The girl he met and fell in love with six weeks before his diagnosis was leaving him. His mind was slipping. He was forgetting things.
He lay in his bed thinking his life was over.
"The last time, it kept taking away deep wells of my reserve," Jones said. "In the back of my mind, I was thinking, 'Why bother,' but the boys' ranch gave me a purpose."
He began soul searching and earnestly praying.
During his bouts with cancer, sheriffs from all over the state sent cards. He keeps a box full of them.
While the radiation stopped the cancer, the love he was feeling at the ranch burned away his despair. "I don't know if I'd even be alive today without them," Jones said.
As he recovered by the lake on the ranch's campus, he rediscovered his quest to be a doctor.
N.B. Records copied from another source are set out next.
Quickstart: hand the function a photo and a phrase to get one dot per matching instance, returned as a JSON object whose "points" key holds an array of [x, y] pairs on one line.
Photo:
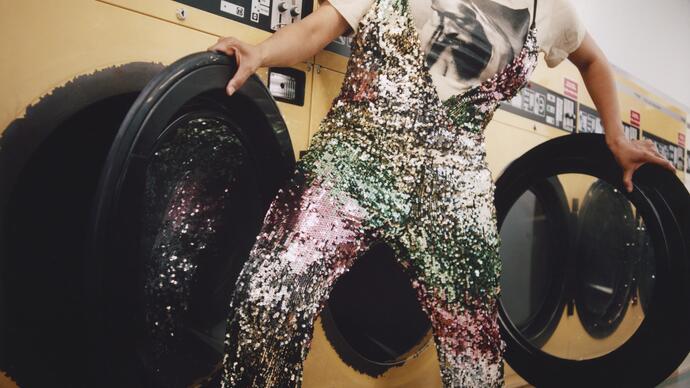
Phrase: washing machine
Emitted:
{"points": [[128, 210]]}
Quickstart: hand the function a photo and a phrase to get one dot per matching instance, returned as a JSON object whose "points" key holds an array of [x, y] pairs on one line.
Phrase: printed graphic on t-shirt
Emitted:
{"points": [[471, 40]]}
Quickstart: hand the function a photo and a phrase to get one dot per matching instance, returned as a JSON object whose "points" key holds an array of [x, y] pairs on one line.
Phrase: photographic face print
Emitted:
{"points": [[471, 40]]}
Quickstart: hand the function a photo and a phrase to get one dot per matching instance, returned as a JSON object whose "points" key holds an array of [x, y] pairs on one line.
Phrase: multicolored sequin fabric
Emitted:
{"points": [[390, 163]]}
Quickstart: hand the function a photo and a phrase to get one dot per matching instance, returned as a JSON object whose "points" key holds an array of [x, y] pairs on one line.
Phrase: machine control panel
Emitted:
{"points": [[540, 104], [268, 15]]}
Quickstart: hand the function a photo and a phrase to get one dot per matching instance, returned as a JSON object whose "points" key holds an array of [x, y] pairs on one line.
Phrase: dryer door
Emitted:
{"points": [[617, 269], [181, 198]]}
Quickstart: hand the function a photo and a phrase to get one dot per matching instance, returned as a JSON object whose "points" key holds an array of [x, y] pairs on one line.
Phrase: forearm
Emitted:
{"points": [[601, 86], [300, 41], [599, 81]]}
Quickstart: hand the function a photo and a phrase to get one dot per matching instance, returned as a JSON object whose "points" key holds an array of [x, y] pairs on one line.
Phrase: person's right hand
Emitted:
{"points": [[247, 56]]}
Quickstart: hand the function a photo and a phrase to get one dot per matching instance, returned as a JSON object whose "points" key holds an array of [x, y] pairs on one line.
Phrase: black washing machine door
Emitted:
{"points": [[607, 252], [181, 199], [534, 234], [603, 337]]}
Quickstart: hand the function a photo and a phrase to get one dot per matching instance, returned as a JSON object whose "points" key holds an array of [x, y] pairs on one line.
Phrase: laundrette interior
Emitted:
{"points": [[96, 101]]}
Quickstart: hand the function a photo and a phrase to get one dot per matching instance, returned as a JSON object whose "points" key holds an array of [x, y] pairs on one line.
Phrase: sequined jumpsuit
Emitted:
{"points": [[390, 163]]}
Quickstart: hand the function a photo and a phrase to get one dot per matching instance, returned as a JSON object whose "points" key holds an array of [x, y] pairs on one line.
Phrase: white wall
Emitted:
{"points": [[649, 39]]}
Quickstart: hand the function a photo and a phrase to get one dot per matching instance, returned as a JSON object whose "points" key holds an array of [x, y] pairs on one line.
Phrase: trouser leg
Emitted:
{"points": [[459, 294], [310, 236], [454, 244]]}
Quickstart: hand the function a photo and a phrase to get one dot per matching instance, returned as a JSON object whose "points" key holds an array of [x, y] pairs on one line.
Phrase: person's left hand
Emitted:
{"points": [[631, 154]]}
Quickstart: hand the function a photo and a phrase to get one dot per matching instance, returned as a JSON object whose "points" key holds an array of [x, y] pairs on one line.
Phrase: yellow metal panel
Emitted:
{"points": [[326, 87], [45, 44]]}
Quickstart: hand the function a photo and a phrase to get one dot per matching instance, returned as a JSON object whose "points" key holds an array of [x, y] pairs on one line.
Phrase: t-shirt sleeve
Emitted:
{"points": [[352, 11], [565, 31]]}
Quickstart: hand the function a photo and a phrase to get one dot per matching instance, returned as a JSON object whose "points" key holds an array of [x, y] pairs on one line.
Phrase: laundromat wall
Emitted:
{"points": [[80, 37]]}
When he became a ward of the state, he toyed with the idea of studying law to help other children discarded during times of family stress.
But now it seemed clear. Medicine was his calling.
When he got back to school, he changed his major to pre-med.
His first biology class sharpened his mind long-dulled by recurring illness.
"This is a miracle. Not only did I beat it, but I'm actually here starting my career in medicine," Jones said last week in the elegant round room in the medical school library.
His story resonated during the admissions process and he was accepted on his second application.
"Even when faced with adversity in his life, he has excelled both academically and personally, always working toward his goal to be a physician so he can give back to his community," said Dr. Ann C. Jobe, dean of the School of Medicine.
It's Mercer's mission to train men and women who will seek out the underserved communities in the state of Georgia.
Nothing would keep Jones from going back to help those children at the ranch.
He remembers what it was like to feel unwanted.
"It really is difficult to get over that. It really scars you for life," Jones said. "People take for granted how important that love is."
Jones has felt love from all across the state - from the people who cared for him, to the thousands of others who contributed money to the youth homes.
Bibb County Sheriff Jerry Modena knows his jail is full of people with troubled pasts.
He's extremely proud of the work the Georgia Sheriffs' Association has done since founding the first of six campuses in 1959.
"We took kids who were at the end of the line and had no where to go," Modena said.
Though Jones doesn't like to talk about his past, he seems to have an inner peace about his life apart from his parents, brother and sister.
"There's a lot of bad things about growing up like I did, but there's a lot of good things about the ranch. I have 48 brothers now," Jones said. "Looking back, I really feel that everything has a purpose and I think my purpose is to look out for the ranch. I honestly believe it's the hand of the Lord that brought me here."
And with that sense of divine purpose comes his desire to give back.
He'll be helping heal physical hurts and emotional scars as he plans to set up a family practice in Hahira and provide free medical care back on the ranch.
"But in my whole life, I could never repay what they've given me."